Quali sono le soluzioni?
«Più che di soluzioni parlerei di contromisure. Occorre innanzitutto ribadire che il giornalismo è un valore fondamentale della nostra società. I social non sono nemici da combattere: innescare un braccio di ferro con le piattaforme non ha senso, è un gioco a perdere, però possiamo eliminare quelle tossine di un modello pubblicitario che alimenta e promuove mostri. E poi diciamolo, non tutti i giornali devono parlare a tutti: scegliamo di avere un rapporto diretto con i lettori, in questo possono venire in aiuto la membership o la subscription.

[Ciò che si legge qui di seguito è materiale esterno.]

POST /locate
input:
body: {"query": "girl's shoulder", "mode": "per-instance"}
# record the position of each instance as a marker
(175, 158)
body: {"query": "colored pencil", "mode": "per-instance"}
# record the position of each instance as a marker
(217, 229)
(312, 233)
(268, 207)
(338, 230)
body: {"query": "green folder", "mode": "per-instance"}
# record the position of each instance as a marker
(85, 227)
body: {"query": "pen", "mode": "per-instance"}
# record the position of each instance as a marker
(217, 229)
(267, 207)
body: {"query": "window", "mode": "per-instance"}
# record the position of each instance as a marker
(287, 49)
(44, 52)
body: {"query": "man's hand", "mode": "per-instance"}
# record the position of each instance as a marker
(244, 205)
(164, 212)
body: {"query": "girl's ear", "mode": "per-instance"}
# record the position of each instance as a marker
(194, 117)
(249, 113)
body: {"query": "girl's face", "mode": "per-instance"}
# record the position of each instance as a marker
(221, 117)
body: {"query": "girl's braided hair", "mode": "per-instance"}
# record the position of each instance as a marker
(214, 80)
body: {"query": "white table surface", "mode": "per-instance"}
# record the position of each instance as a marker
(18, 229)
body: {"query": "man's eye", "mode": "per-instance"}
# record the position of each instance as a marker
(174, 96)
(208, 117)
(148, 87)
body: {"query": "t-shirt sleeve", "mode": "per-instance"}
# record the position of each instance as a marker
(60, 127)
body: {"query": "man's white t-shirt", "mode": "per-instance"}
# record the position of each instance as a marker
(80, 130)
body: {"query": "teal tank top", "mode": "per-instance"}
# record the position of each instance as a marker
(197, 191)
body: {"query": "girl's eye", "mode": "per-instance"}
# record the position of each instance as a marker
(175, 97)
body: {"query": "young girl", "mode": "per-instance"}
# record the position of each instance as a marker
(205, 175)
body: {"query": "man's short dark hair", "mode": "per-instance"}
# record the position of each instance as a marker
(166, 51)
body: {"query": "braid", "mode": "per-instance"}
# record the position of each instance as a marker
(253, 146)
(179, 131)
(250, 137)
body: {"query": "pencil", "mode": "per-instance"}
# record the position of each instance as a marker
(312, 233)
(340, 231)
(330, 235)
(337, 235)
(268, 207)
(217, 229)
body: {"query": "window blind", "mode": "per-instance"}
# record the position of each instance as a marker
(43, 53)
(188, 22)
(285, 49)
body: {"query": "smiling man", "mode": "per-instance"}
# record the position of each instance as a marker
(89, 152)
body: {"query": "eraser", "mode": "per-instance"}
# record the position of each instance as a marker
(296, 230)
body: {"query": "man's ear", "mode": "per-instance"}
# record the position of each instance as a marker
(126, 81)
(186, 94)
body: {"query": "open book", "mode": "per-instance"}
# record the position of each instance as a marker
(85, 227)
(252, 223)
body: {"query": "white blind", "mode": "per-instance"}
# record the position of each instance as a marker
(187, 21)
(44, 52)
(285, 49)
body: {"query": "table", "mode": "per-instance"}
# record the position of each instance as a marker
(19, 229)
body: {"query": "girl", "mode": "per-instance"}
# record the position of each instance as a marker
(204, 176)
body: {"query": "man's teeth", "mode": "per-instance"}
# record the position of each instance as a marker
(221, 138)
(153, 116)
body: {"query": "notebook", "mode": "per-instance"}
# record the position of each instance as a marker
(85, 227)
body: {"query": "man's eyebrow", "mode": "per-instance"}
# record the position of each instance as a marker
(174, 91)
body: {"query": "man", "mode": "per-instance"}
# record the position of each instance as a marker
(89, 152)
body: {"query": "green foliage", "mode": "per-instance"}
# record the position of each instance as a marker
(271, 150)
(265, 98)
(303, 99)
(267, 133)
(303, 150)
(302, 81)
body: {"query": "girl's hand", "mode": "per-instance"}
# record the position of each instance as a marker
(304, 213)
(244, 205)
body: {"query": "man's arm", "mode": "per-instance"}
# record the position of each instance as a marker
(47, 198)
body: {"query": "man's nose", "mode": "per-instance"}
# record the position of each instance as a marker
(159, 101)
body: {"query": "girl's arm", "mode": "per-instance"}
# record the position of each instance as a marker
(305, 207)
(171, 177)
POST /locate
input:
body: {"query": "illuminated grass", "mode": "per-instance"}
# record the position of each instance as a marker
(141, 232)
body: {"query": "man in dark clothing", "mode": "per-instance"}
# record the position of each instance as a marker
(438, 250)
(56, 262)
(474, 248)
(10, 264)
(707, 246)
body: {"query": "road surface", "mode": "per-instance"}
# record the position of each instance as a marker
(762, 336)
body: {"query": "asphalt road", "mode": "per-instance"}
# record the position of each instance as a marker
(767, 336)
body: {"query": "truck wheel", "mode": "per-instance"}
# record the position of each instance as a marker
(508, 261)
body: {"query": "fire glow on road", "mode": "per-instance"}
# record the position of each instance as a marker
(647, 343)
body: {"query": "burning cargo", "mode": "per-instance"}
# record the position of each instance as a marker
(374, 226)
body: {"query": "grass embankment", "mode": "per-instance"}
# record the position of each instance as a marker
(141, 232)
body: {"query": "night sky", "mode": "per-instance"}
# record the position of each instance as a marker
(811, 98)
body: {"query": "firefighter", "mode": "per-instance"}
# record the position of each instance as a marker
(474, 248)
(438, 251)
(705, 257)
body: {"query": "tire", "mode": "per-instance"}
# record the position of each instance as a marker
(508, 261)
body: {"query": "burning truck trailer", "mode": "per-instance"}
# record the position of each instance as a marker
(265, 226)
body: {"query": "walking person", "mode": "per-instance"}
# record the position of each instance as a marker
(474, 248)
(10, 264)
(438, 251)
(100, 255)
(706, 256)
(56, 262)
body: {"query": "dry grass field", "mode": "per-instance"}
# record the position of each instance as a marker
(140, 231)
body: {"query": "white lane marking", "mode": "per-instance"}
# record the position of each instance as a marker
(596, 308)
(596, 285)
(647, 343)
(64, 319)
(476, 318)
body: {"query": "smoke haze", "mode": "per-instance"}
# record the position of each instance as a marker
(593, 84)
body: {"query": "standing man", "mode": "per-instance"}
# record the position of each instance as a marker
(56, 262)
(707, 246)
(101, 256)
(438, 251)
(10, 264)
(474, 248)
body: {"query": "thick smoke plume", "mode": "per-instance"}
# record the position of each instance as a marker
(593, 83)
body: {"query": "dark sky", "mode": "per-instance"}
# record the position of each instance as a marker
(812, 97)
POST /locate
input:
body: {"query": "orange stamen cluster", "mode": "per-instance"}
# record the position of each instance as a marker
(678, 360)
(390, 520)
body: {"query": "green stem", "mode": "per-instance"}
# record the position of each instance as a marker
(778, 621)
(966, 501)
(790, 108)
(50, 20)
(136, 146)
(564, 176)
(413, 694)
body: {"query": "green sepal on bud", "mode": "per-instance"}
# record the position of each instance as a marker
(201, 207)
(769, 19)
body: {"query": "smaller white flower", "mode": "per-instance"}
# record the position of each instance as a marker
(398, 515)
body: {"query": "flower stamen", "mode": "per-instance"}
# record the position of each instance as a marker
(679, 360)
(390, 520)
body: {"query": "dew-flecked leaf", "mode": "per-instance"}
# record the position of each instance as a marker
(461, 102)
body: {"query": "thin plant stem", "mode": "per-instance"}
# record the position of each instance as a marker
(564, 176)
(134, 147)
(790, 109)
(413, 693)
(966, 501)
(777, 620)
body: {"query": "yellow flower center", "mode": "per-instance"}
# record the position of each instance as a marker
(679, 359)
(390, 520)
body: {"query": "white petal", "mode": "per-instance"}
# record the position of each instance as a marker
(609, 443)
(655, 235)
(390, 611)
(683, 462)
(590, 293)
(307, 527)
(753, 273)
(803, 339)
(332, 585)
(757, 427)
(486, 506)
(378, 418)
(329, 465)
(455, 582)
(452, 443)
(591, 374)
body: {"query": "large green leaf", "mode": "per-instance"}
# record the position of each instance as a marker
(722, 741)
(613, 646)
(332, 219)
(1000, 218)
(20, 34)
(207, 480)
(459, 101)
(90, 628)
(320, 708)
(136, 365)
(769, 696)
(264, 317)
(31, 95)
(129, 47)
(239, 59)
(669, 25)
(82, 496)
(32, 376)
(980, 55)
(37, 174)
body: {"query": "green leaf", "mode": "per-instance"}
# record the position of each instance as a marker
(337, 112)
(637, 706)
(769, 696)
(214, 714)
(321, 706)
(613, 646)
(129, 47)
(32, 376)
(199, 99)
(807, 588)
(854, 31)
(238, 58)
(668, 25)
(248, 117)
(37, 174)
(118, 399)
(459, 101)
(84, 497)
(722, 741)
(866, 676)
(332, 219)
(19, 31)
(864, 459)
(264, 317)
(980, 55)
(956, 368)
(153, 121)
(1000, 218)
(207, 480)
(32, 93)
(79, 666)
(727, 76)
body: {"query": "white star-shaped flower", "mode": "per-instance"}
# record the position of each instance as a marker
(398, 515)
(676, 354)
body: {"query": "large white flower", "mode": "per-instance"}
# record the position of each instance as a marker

Per finire serve raccontare “belle esperienze”, occorre inserire nella cultura editoriale l’equilibrio tra le buone notizie e le notizie che raccontano la parte più cruda della vita quotidiana. Insomma dobbiamo pensare a un palinsesto più bilanciato. Ultimo, ma non ultimo, dobbiamo risolvere un problema congiunturale: abbiamo bisogno di un servizio pubblico che informi bene, credibile. E qui c’è molto da lavorare».